Have a look at some of the fads that teens in the past really went wild for. It’s fascinating to see how much things have changed!
For those who could afford them, the new personal Kodak cameras were a huge trend, especially for young ladies. All the sentimentality of one’s teen years and early adulthood could now be captured for posterity. Many young women took their cameras everywhere or even sat for studio portraits with their trusty Kodaks. Now that’s dedication!
We hear a lot about dance competitions in the 1930s, but this trend got started in the 1920s. Only young people had enough stamina to participate for the long haul so it wasn’t an activity that older people could really spoil for the youngsters. In the 1930s these dance contests became more desperate since many families were grasping at any way to earn money (and that included prize money).
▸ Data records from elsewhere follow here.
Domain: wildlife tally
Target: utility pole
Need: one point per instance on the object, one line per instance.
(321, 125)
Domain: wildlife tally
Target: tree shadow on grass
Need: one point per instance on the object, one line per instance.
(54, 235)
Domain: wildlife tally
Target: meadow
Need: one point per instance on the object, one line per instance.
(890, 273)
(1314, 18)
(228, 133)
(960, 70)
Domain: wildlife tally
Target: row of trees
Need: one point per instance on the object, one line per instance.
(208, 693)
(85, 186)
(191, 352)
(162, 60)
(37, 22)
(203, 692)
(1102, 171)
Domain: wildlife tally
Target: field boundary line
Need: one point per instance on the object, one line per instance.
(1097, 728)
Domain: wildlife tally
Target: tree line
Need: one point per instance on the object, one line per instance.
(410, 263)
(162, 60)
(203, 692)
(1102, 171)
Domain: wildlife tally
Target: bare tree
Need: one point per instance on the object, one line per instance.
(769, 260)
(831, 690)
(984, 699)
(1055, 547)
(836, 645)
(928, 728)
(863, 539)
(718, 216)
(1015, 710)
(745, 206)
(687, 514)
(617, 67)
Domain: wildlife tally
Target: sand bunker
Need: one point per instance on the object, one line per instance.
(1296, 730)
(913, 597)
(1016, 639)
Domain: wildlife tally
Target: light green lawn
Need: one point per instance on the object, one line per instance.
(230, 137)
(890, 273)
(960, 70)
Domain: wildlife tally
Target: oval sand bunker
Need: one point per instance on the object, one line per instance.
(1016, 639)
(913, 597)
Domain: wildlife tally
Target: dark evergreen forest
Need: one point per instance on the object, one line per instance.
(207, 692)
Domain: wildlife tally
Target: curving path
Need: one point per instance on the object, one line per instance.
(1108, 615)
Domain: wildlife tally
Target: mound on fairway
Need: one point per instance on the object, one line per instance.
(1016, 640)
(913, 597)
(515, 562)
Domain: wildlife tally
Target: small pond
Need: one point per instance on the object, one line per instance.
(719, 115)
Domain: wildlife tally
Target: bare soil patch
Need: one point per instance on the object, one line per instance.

Bobbed hair was another trend that teen girls from the 1920s the young women embraced, and even those who didn’t cut their hair usually learned how to style it so that it at least looked like a bobbed hairstyle.
During the Great Depression many inexpensive foods became really popular. One such food was the hamburger which rose to become one of America’s most beloved foods during this time. Starting in the 1930s teens began to meet at burger joints to socialize after school, on date nights, and after school games or events.
Following World War II, during which fun activities were limited by rationing and other constraints, many teenaged girls dove headfirst into the frivolous world of beauty contests. These lighthearted pageants were a much needed escape from the seriousness of the war.
Pincurled hair was another trend that girls and women in the 1940s could not get enough of. This would continue into the 1950s.
In the 1950s rock and roll was slowly taking over and Elvis Presley was at the center of the movement. Elvis captivated audiences like no other had done before, in part because of his new sound and gyrating hips, the latter of which were censored for television.
The early 1960s saw the birth of the Twist, one of the most controversial dances of the era. It was the first time that droves of people were dancing by themselves without a partner and was seen as a breakdown of traditions.
The 1960s was also when the British Invasion changed music forever, a fad that started with The Beatles and continued well into the 1970s and 1980s with acts like The Kinks and The Who.
Roller skating was one of the biggest trends of the 1970s. The sport had been popular since the early 1900s, but roller rinks staffed with DJs and offering disco nights made skate dancing a new hobby for countless teens.
The fitness craze of the 1980s wasn’t only for housewives who could afford Jazzercise classes, it was also a fad that many teenaged girls participated in. A big draw was the clothing, from short shorts to leotards and leg warmers.